Winchester is a magnet for tourists. Most of them arrive by coach in The Broadway, a stone’s throw or two from my house. As they step down to the pavement and look up, the first thing they see is….. the Public Conveniences, neatly coinciding with the first thing on their mind.

This opportunity for instant gratification may be a stroke of genius in urban planning, but alas functionality has failed to match orientation. A visit from inspectors of the British Toilet Association provided fodder for a BBC report and hastened the City’s resolve to rebuild the premises.

The inspectors were thorough in their work. Councillors have been obliged to reassure local tourism managers that “the quality of the toilet paper supplied will be improved.” Costs have soared from £150,000 to £250,000. The site will be closed for several months to allow every care to be taken.

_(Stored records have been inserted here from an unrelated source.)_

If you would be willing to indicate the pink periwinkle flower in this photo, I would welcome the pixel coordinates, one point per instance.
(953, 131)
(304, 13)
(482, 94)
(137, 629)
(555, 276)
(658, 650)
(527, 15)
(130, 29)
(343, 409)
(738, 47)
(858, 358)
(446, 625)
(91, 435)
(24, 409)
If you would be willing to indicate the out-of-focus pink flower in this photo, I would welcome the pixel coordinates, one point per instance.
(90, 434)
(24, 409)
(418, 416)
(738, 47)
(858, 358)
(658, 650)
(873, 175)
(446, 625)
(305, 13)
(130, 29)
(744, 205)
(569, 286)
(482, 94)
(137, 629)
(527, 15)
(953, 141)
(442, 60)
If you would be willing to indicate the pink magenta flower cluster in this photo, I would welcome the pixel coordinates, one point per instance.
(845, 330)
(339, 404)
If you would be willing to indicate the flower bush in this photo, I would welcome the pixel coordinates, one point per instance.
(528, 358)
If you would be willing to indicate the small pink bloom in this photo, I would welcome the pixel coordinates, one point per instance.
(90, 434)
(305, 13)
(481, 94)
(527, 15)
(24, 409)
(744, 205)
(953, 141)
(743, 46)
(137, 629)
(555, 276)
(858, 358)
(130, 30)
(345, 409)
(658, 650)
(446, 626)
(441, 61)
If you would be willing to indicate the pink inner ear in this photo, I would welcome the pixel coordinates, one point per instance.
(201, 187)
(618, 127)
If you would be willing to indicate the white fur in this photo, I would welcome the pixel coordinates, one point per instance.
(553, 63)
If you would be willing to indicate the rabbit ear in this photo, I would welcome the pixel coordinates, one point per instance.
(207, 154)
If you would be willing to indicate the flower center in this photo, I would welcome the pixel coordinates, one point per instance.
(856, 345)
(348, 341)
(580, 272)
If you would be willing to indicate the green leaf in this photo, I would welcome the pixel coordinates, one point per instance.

I have to take a deep breath at this point. As a writer on the global divide, how should I interpret this fine example of the spiral of diminishing returns that rich countries are happy to indulge? – of public investment in sanitation prompted as much by profit as health?

Should I press the guilt button and point out that the lack of safe sanitation in poor countries leads to the deaths of 1.5 million children each year? Or observe that Nepal has to build 15,000 new latrines every month until 2015 to meet its Millennium Goal? Or that the $100 billion estimate to achieve the 2015 sanitation Goal for all countries is less than half of the US government’s recent capital handout to a few rotten banks?

These comparisons are the sort of thing that you will read in press releases from aid agencies and campaigning groups. But are they helpful? It’s futile to deride the drive for higher standards in UK public infrastructure, nor can we propose that Winchester City Council sends the £250,000 to Nepal.

I don’t have the answer to this question although I personally now rarely use the “deaths of children every minute” mantra. Education is our best hope. Awareness of the gulf between rich and poor must ultimately undermine the political and economic apparatus that has created it. A utopian view perhaps but it’s our motive for publishing OneWorld Guides and for persuading as many people as possible to read them.